Abstract
Pancreatic cancer (PaCa) is the seventh most fatal malignancy, with more than 90% mortality rate within the first year of diagnosis. Its treatment can be improved the identification of specific therapeutic targets and their relevant pathways. Therefore, the objective of this study is to identify cancer specific biomarkers, therapeutic targets, and their associated pathways involved in the PaCa progression. RNA-seq and microarray datasets were obtained from public repositories such as the European Bioinformatics Institute (EBI) and Gene Expression Omnibus (GEO) databases. Differential gene expression (DE) analysis of data was performed to identify significant differentially expressed genes (DEGs) in PaCa cells in comparison to the normal cells. Gene co-expression network analysis was performed to identify the modules co-expressed genes, which are strongly associated with PaCa and as well as the identification of hub genes in the modules. The key underlaying pathways were obtained from the enrichment analysis of hub genes and studied in the context of PaCa progression. The significant pathways, hub genes, and their expression profile were validated against The Cancer Genome Atlas (TCGA) data, and key biomarkers and therapeutic targets with hub genes were determined. Important hub genes identified included ITGA1, ITGA2, ITGB1, ITGB3, MET, LAMB1, VEGFA, PTK2, and TGFβ1. Enrichment analysis characterizes the involvement of hub genes in multiple pathways. Important ones that are determined are ECM–receptor interaction and focal adhesion pathways. The interaction of overexpressed surface proteins of these pathways with extracellular molecules initiates multiple signaling cascades including stress fiber and lamellipodia formation, PI3K-Akt, MAPK, JAK/STAT, and Wnt signaling pathways. Identified biomarkers may have a strong influence on the PaCa early stage development and progression. Further, analysis of these pathways and hub genes can help in the identification of putative therapeutic targets and development of effective therapies for PaCa.
Highlights
Pancreatic cancer (PaCa) is the 11th most common and the seventh most fatal malignancy worldwide with 459,000 new cases and 432,000 deaths in the year 2018 (Bray et al, 2018)

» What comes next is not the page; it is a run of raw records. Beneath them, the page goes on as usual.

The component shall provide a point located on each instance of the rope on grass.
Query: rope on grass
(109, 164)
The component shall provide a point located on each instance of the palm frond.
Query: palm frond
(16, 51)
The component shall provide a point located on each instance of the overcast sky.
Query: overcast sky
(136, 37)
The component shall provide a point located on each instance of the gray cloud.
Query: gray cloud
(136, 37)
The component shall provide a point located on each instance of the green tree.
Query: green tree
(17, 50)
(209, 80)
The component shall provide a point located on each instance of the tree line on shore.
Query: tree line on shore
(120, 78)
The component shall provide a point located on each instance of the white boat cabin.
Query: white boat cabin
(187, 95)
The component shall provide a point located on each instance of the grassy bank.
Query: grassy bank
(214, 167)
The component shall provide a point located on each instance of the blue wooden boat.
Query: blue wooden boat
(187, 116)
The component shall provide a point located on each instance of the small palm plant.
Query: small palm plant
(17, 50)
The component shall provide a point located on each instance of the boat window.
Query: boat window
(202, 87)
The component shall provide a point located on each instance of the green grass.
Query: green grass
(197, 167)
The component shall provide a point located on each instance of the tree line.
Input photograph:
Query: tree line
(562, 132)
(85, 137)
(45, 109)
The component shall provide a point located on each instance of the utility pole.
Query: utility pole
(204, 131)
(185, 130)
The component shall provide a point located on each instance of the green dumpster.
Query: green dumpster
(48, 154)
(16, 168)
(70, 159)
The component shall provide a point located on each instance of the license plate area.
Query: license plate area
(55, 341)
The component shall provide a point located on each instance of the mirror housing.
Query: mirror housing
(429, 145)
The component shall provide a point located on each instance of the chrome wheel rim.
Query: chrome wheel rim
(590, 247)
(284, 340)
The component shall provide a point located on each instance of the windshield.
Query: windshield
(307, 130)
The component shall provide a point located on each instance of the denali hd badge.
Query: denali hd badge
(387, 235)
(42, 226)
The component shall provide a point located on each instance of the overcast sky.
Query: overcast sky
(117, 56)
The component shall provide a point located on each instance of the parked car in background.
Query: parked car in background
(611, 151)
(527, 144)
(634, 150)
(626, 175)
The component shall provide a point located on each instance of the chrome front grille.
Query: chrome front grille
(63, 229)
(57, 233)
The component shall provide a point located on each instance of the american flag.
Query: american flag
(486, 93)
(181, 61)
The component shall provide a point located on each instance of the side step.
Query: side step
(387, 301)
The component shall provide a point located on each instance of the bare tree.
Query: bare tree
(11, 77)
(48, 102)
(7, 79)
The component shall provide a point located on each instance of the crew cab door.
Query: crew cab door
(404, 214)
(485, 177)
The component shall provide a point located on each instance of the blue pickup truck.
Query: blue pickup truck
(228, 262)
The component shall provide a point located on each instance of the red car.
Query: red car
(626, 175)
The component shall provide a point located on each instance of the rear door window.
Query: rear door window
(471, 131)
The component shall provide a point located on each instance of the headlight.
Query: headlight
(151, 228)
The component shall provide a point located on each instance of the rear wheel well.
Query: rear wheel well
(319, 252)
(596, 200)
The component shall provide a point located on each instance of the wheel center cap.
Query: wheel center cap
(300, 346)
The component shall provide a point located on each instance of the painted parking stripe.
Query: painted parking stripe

In majority of the patients, PaCa leads to the metastasis and pancreatic exocrine insufficiency (PEI), which eventually results in the development of metabolic abnormalities (Li et al, 2004)
Differential expression analysis of microarray and RNAseq datasets generate the lists of significant differentially expressed genes (DEGs) for every data, fulfilling the selection criteria of Log2FC and p-value
Summary
Pancreatic cancer (PaCa) is the 11th most common and the seventh most fatal malignancy worldwide with 459,000 new cases and 432,000 deaths in the year 2018 (Bray et al, 2018). This is because usually patients exhibit symptoms in advanced stages. Pancreatic adenocarcinoma known as pancreatic ductal adenocarcinoma (PDAC) develops in the ductal tissues of the pancreas exocrine gland (De La Cruz et al, 2014; Hidalgo et al, 2015) It is the most prevalent type of PaCa with more than 95% cases, very poor early diagnosis, and high mortality rate. Stage III is localized, advanced, and unresectable phase of PaCa, while stage IV is metastatic phase (De La Cruz et al, 2014)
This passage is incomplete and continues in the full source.